Por Pablo Hiriart

El presidente López Obrador tendrá que poner orden en su equipo de gobierno porque el pleito interno se ve desde un avión y el daño que le hacen al país es cada día más grande.

Sin haber tomado posesión ya tiraron la Bolsa y el peso.

¿Qué va a ocurrir cuando asuman el poder total del gobierno?

No atan ni desatan.

Corrijo: lo que un día atan Alfonso Romo y Carlos Urzúa, al día siguiente lo desatan a manotazos sus diputados, senadores, o el (próximo) secretario de Comunicaciones y Transportes y un empresario privado que manda en el gobierno de la cuarta transformación.

Dos titulares de periódico, del viernes, dan cuenta del desorden en el equipo del próximo presidente.

La Jornada: “Gobierno electo sale al paso de tormenta financiera y bancaria”.

El Financiero: “Sánchez Cordero ve inadmisible la intromisión en Poder Judicial”.

Muy bien, ¿a qué tormenta financiera y bancaria salió al paso el gobierno electo?

A la que Morena creó.
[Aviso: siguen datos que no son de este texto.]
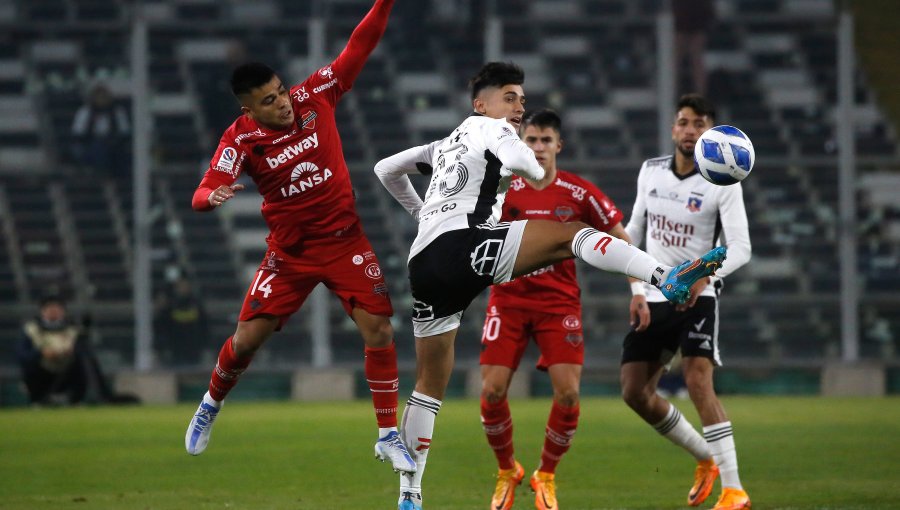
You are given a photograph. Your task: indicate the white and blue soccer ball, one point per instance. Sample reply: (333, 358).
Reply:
(724, 155)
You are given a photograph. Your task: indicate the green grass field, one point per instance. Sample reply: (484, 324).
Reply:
(793, 452)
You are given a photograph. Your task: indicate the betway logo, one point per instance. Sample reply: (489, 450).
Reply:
(292, 151)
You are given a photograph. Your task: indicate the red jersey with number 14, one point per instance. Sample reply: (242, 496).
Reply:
(300, 171)
(553, 289)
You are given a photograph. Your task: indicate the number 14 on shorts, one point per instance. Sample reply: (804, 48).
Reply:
(262, 286)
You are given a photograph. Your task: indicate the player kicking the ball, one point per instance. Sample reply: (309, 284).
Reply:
(462, 247)
(287, 141)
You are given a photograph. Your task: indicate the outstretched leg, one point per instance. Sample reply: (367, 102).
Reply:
(434, 363)
(236, 354)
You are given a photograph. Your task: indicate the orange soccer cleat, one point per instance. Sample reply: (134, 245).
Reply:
(505, 491)
(544, 488)
(732, 499)
(704, 478)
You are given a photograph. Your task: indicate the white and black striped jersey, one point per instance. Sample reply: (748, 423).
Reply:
(470, 174)
(682, 217)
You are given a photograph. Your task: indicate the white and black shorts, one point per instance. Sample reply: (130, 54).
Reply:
(695, 331)
(451, 271)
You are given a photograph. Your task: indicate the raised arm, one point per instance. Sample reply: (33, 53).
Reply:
(393, 172)
(363, 40)
(637, 222)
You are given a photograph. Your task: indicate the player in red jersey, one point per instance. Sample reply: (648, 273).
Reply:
(544, 306)
(287, 141)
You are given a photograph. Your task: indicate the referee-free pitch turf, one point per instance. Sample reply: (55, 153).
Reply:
(794, 453)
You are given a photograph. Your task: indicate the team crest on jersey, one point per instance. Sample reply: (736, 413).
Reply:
(571, 322)
(422, 311)
(564, 212)
(227, 160)
(373, 271)
(271, 262)
(307, 120)
(574, 339)
(694, 204)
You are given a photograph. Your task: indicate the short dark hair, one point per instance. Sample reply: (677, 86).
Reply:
(51, 299)
(496, 74)
(249, 76)
(543, 118)
(699, 104)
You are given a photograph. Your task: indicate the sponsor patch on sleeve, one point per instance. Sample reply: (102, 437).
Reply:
(227, 160)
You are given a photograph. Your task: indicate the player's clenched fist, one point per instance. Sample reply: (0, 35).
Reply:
(223, 193)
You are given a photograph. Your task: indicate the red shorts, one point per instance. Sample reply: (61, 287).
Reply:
(507, 332)
(348, 268)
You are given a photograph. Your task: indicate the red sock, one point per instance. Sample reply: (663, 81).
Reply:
(381, 374)
(561, 427)
(228, 369)
(497, 423)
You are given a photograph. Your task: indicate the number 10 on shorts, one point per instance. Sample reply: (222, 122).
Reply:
(263, 287)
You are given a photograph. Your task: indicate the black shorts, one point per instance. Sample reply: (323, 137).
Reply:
(450, 272)
(695, 331)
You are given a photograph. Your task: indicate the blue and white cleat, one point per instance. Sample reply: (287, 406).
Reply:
(410, 501)
(677, 287)
(197, 436)
(391, 448)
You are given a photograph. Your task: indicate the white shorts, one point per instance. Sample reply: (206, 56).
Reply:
(451, 271)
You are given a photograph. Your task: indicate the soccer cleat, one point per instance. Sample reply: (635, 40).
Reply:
(505, 491)
(704, 478)
(197, 436)
(410, 501)
(732, 499)
(677, 287)
(390, 447)
(544, 488)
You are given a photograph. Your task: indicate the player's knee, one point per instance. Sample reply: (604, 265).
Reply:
(493, 393)
(377, 332)
(567, 397)
(635, 397)
(698, 383)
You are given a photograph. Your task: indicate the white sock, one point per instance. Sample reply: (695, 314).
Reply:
(416, 429)
(678, 430)
(213, 402)
(609, 253)
(721, 442)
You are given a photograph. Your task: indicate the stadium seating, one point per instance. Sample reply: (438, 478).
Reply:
(771, 70)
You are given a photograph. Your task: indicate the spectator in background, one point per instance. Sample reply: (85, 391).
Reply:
(182, 325)
(693, 18)
(52, 354)
(102, 132)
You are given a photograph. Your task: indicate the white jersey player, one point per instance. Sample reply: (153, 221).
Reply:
(679, 215)
(461, 248)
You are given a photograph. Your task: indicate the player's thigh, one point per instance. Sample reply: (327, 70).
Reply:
(278, 288)
(699, 335)
(354, 275)
(559, 337)
(659, 342)
(544, 243)
(449, 273)
(504, 336)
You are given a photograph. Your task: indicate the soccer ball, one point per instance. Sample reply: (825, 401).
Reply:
(724, 155)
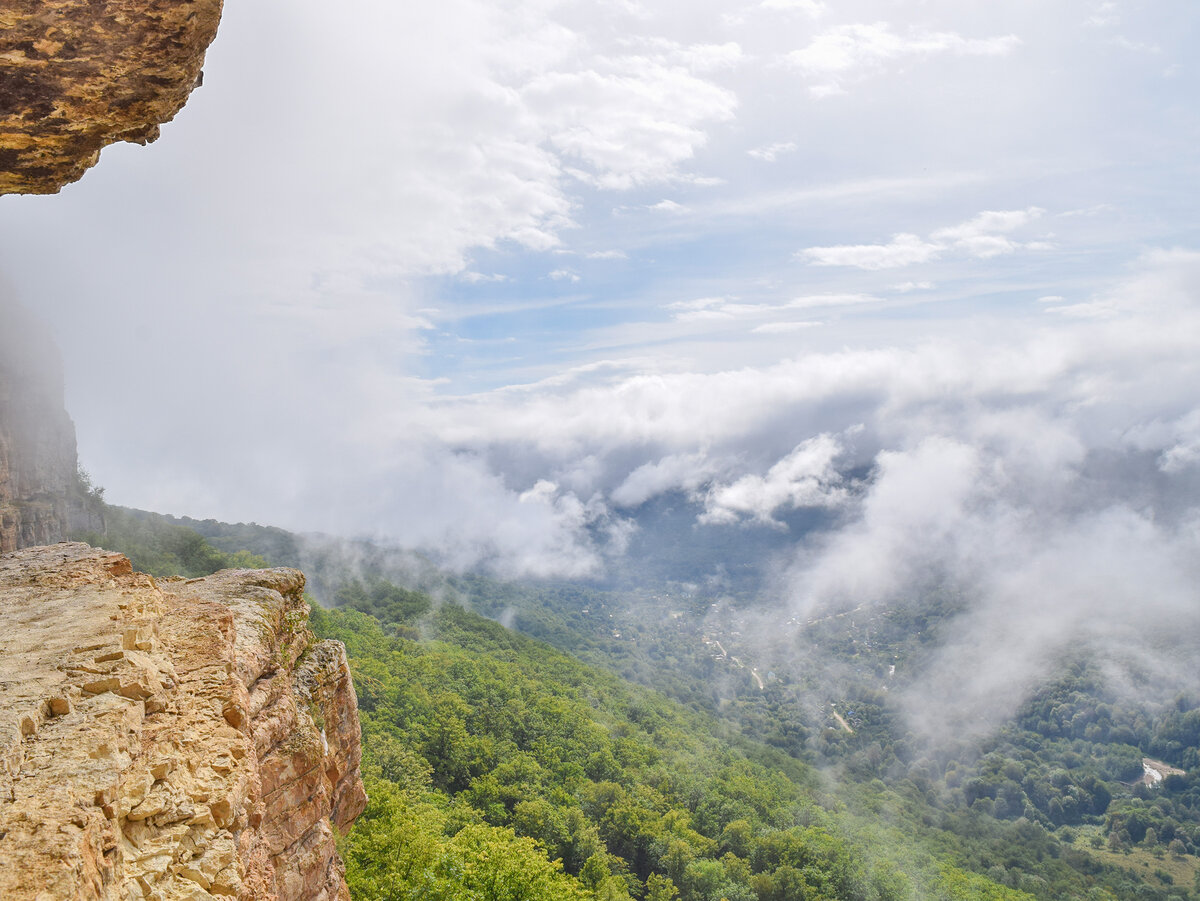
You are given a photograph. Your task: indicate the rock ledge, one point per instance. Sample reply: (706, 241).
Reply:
(168, 740)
Y Morena es el partido del gobierno electo.

¿De cuál intromisión inadmisible nos habla la próxima secretaria de Gobernación?
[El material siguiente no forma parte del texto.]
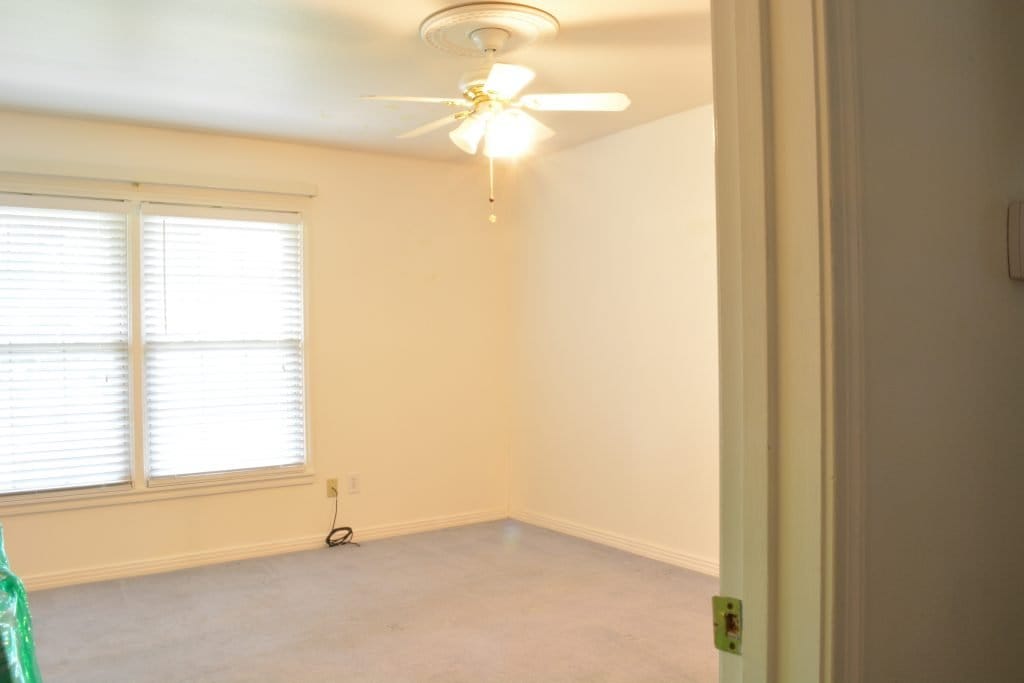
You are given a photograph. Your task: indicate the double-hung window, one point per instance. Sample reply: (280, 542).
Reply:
(147, 344)
(65, 417)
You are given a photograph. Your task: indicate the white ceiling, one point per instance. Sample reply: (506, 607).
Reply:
(295, 69)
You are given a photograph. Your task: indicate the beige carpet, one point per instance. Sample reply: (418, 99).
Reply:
(501, 601)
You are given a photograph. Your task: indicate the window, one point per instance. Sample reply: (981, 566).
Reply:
(214, 360)
(64, 346)
(222, 333)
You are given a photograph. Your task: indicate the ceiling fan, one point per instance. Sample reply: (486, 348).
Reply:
(492, 110)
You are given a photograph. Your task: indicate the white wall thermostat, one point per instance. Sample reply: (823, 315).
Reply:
(1015, 240)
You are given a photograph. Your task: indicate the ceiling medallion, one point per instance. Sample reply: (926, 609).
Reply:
(453, 30)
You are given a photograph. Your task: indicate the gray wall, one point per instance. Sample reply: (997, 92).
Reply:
(942, 87)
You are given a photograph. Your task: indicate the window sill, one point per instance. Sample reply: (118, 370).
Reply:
(26, 504)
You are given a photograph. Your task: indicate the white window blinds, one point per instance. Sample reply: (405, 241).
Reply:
(222, 325)
(64, 345)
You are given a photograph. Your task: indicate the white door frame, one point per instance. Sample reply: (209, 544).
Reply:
(791, 349)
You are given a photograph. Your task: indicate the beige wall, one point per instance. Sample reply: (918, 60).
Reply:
(617, 373)
(943, 155)
(409, 349)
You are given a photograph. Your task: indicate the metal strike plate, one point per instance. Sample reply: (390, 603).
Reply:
(728, 615)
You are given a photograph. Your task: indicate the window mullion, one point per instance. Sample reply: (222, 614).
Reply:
(135, 347)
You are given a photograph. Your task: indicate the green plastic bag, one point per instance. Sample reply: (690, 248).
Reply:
(17, 652)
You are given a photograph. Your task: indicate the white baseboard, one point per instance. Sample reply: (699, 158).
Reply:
(653, 551)
(186, 560)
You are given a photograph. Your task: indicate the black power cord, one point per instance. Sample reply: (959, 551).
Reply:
(339, 536)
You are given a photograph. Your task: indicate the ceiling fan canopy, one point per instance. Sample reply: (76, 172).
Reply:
(492, 111)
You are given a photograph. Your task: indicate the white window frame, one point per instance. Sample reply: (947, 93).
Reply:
(134, 194)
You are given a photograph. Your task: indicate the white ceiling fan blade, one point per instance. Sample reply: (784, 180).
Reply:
(512, 133)
(506, 81)
(433, 125)
(577, 101)
(467, 136)
(453, 101)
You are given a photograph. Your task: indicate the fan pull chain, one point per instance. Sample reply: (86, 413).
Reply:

De la que hizo Morena en el Legislativo contra el Poder Judicial.

Vamos por parte.

Morena presentó una iniciativa de ley para quitar cobros de comisiones a los bancos, lo que se oye bien pues hay indudables excesos que es preciso corregir.

Se trata de una medida progresista.

Sin embargo lo hicieron en el peor momento, sin dialogar con nadie, a sangre fría.

Aún sangra la herida de la cancelación del aeropuerto de Texcoco por un disparate técnico y económico de un contratista privado muy influyente en el próximo gobierno, y lanzan esta iniciativa que les quita a los bancos, de la noche a la mañana, el 61 por ciento de sus ganancias.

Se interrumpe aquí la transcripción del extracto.